For parents who have to pay maintenance, the message is the opposite: this is not an expense that can be postponed without consequences. If they find themselves in an objectively difficult situation, it is wiser to apply for a reduction in maintenance or agree a payment plan in good time. Those who let their debt grow may soon find themselves facing a very unpleasant bill – not only in the form of court proceedings, but also because of the rising interest, which will no longer be a token addition but a real financial burden.
Summary
As of 1 January 2026, an amendment to the Civil Code will enter into force, which strengthens the protection of children both in terms of upbringing and maintenance. It is now explicitly stipulated that upbringing should be free from corporal punishment, mental hardship and degrading treatment. This provides a clear legal framework for courts and child welfare authorities to be able to designate physical violence, humiliation or intimidation as unacceptable methods of exercising parental responsibility.
This does not mean that strict discipline as such ends – parents can continue to set rules, impose prohibitions or insist on obligations. What will be decisive is the way in which the education is conducted and whether the child’s dignity is preserved.
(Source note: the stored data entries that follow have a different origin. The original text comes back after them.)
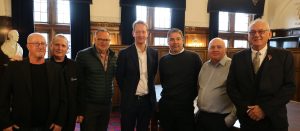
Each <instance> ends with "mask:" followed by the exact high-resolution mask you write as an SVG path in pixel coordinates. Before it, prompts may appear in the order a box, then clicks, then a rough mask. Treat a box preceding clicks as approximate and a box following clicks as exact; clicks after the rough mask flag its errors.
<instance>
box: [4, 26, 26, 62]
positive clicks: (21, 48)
mask: <svg viewBox="0 0 300 131" xmlns="http://www.w3.org/2000/svg"><path fill="white" fill-rule="evenodd" d="M7 37H8V39H7V40H5V42H4V43H3V44H2V46H1V51H2V52H3V53H4V54H5V55H7V57H8V58H9V59H10V60H12V61H14V60H22V56H23V49H22V47H21V46H20V45H19V44H18V40H19V33H18V31H17V30H11V31H9V32H8V34H7Z"/></svg>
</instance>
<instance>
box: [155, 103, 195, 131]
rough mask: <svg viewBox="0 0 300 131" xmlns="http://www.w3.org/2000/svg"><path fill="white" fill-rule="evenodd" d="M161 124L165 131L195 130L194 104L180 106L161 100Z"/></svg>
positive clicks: (159, 107)
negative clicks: (183, 105) (193, 104)
mask: <svg viewBox="0 0 300 131" xmlns="http://www.w3.org/2000/svg"><path fill="white" fill-rule="evenodd" d="M159 124H160V126H161V127H162V129H163V130H164V131H194V130H195V123H194V107H193V105H192V104H190V105H188V106H180V107H179V106H174V105H172V104H168V102H167V101H163V102H162V101H160V102H159Z"/></svg>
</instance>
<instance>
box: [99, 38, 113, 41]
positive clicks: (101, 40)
mask: <svg viewBox="0 0 300 131" xmlns="http://www.w3.org/2000/svg"><path fill="white" fill-rule="evenodd" d="M97 41H101V42H110V39H102V38H98V39H97Z"/></svg>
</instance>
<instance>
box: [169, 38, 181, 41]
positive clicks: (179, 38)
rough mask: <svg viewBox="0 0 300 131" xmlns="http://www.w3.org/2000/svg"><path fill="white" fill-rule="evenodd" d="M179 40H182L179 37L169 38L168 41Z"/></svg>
mask: <svg viewBox="0 0 300 131" xmlns="http://www.w3.org/2000/svg"><path fill="white" fill-rule="evenodd" d="M180 40H182V38H181V37H176V38H169V41H170V42H175V41H180Z"/></svg>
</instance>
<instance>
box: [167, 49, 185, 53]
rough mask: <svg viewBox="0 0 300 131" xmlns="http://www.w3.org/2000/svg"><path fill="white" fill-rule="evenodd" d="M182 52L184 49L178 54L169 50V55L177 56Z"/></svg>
mask: <svg viewBox="0 0 300 131" xmlns="http://www.w3.org/2000/svg"><path fill="white" fill-rule="evenodd" d="M183 51H184V48H182V50H181V51H180V52H178V53H171V50H169V54H170V55H178V54H180V53H182V52H183Z"/></svg>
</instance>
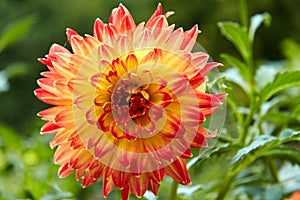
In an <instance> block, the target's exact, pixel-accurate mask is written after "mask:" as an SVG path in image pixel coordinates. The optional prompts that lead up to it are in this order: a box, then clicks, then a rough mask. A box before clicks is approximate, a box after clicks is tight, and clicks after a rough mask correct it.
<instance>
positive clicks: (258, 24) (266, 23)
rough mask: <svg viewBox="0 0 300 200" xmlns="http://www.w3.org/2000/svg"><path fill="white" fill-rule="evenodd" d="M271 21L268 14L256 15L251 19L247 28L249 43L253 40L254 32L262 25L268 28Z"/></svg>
mask: <svg viewBox="0 0 300 200" xmlns="http://www.w3.org/2000/svg"><path fill="white" fill-rule="evenodd" d="M271 21H272V17H271V15H270V14H269V13H262V14H256V15H254V16H252V17H251V23H250V28H249V39H250V41H253V40H254V36H255V32H256V31H257V29H258V28H259V27H260V25H261V24H262V23H264V24H265V26H270V24H271Z"/></svg>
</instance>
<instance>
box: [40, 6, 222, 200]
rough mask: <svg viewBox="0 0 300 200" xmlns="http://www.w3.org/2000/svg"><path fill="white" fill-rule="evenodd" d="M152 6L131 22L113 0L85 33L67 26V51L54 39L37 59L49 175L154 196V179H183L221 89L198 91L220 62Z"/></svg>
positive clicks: (197, 146) (198, 32)
mask: <svg viewBox="0 0 300 200" xmlns="http://www.w3.org/2000/svg"><path fill="white" fill-rule="evenodd" d="M171 14H172V12H167V13H165V14H163V13H162V6H161V4H159V5H158V7H157V9H156V11H155V12H154V14H153V15H152V16H151V17H150V19H149V20H148V21H147V22H146V23H144V22H143V23H140V24H138V25H136V24H135V22H134V20H133V18H132V16H131V14H130V13H129V11H128V10H127V9H126V8H125V7H124V6H123V5H121V4H120V6H119V7H118V8H115V9H113V11H112V13H111V16H110V19H109V23H108V24H106V23H103V22H102V21H101V20H100V19H96V21H95V24H94V31H93V35H92V36H91V35H85V36H80V35H79V34H78V33H77V32H75V31H74V30H72V29H67V37H68V41H69V43H70V45H71V47H72V50H71V51H69V50H68V49H66V48H65V47H63V46H60V45H57V44H53V45H52V46H51V48H50V51H49V54H48V55H47V56H46V58H41V59H39V61H40V62H41V63H43V64H44V65H46V66H47V67H48V69H49V71H46V72H43V73H42V76H44V78H41V79H39V80H38V85H39V86H40V88H39V89H37V90H35V95H36V96H37V98H39V99H40V100H41V101H43V102H45V103H47V104H50V105H52V107H51V108H49V109H46V110H44V111H41V112H40V113H38V115H39V116H40V117H42V119H44V120H46V121H48V122H47V123H46V124H45V125H44V126H43V127H42V128H41V134H54V135H55V137H54V139H53V140H52V141H51V142H50V146H51V147H52V148H54V147H57V149H56V152H55V155H54V162H55V163H56V164H58V165H60V169H59V171H58V175H59V176H60V177H65V176H68V175H69V174H70V173H72V172H73V171H75V172H76V179H77V180H79V179H82V187H87V186H89V185H91V184H94V183H95V182H96V181H97V180H98V179H99V178H100V177H102V192H103V196H104V197H106V196H107V195H108V194H109V193H110V192H111V191H112V190H113V188H114V187H117V188H119V189H120V191H121V196H122V199H128V198H129V194H130V192H132V193H133V194H134V195H135V196H137V197H141V196H143V195H144V193H145V192H146V190H147V189H150V190H151V191H152V192H153V193H154V194H155V195H157V192H158V189H159V186H160V183H161V182H162V180H163V177H164V176H165V175H166V176H170V177H171V178H173V179H174V180H175V181H177V182H178V183H180V184H183V185H187V184H190V183H191V179H190V177H189V174H188V171H187V168H186V159H188V158H191V157H192V152H191V149H190V148H202V147H205V146H206V145H207V143H206V139H207V138H208V137H211V135H209V134H207V132H206V130H205V129H204V128H203V127H202V126H200V124H201V123H202V122H203V121H204V120H205V119H206V117H208V116H209V115H211V114H212V113H213V112H214V111H215V110H216V109H217V108H218V107H219V105H221V101H222V100H223V98H224V96H225V95H224V94H214V95H213V94H208V93H206V92H205V90H206V86H205V76H206V74H207V73H208V72H209V71H210V70H211V69H213V68H215V67H218V66H220V65H221V64H220V63H216V62H208V58H209V56H208V55H207V54H205V53H203V52H194V53H192V48H193V46H194V44H195V42H196V38H197V35H198V33H199V30H198V27H197V26H194V27H193V28H192V29H191V30H188V31H183V29H182V28H179V29H175V27H174V25H171V26H170V25H169V24H168V21H167V18H168V17H169V16H170V15H171Z"/></svg>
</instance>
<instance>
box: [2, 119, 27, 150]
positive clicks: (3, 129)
mask: <svg viewBox="0 0 300 200" xmlns="http://www.w3.org/2000/svg"><path fill="white" fill-rule="evenodd" d="M1 140H2V143H3V144H2V145H4V146H5V147H6V148H9V149H12V150H14V151H21V150H22V140H21V137H20V136H19V134H18V133H17V132H16V131H15V130H13V129H12V128H10V127H8V126H6V125H4V124H0V146H1Z"/></svg>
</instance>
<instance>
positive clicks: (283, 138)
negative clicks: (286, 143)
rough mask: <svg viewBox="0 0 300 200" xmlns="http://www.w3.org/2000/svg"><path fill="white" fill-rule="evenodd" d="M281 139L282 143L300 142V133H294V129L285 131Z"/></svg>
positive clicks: (283, 133) (281, 136) (283, 132)
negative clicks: (299, 140)
mask: <svg viewBox="0 0 300 200" xmlns="http://www.w3.org/2000/svg"><path fill="white" fill-rule="evenodd" d="M279 139H280V140H281V142H282V143H285V142H290V141H295V140H300V131H294V130H293V129H285V130H284V131H283V132H282V133H281V135H280V137H279Z"/></svg>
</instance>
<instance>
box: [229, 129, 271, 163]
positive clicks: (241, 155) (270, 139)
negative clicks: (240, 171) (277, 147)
mask: <svg viewBox="0 0 300 200" xmlns="http://www.w3.org/2000/svg"><path fill="white" fill-rule="evenodd" d="M274 141H276V137H273V136H268V135H262V136H258V137H256V138H255V139H254V141H253V142H252V143H251V144H250V145H249V146H247V147H244V148H242V149H240V150H239V151H238V152H237V154H236V155H235V156H234V158H233V160H232V162H231V164H232V165H233V164H235V163H237V162H238V161H239V160H241V159H242V158H244V157H245V156H246V155H248V154H250V153H251V152H253V151H255V150H257V149H258V148H262V147H269V146H268V144H270V143H273V142H274Z"/></svg>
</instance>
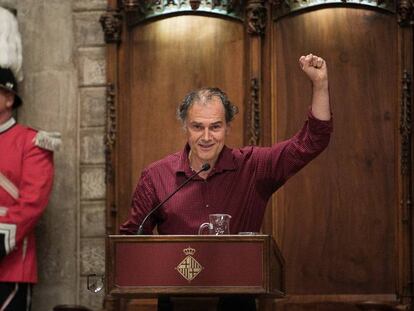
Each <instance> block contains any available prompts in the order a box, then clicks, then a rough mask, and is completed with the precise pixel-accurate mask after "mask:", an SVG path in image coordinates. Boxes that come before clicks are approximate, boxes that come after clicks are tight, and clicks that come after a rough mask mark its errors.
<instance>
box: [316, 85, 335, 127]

In the area of maintenance, the amendment emphasises that the child should have a standard of living commensurate with his or her parents’ means – not only basic provision, but also a normal standard of family life, including leisure activities, experiences or, where the financial situation allows, the accumulation of savings.
Another fundamental change is the enshrinement of the principle that the court should take into account not only the parent’s actual income but also how much he or she could earn, taking into account his or her education, health and the situation on the labour market, when determining maintenance.
Practical innovations include the possibility of assigning a court-awarded maintenance claim to a third party – for example, to an entity specialised in recovery. The law protects both the beneficiary and the child by limiting their liability for any uncollectibility of the debt.
Finally, the government will be able to introduce special, possibly higher, interest on late payment of maintenance for minor children. The aim is to incentivise parents to pay on time, while providing the beneficiary with real compensation if child support payments are not forthcoming.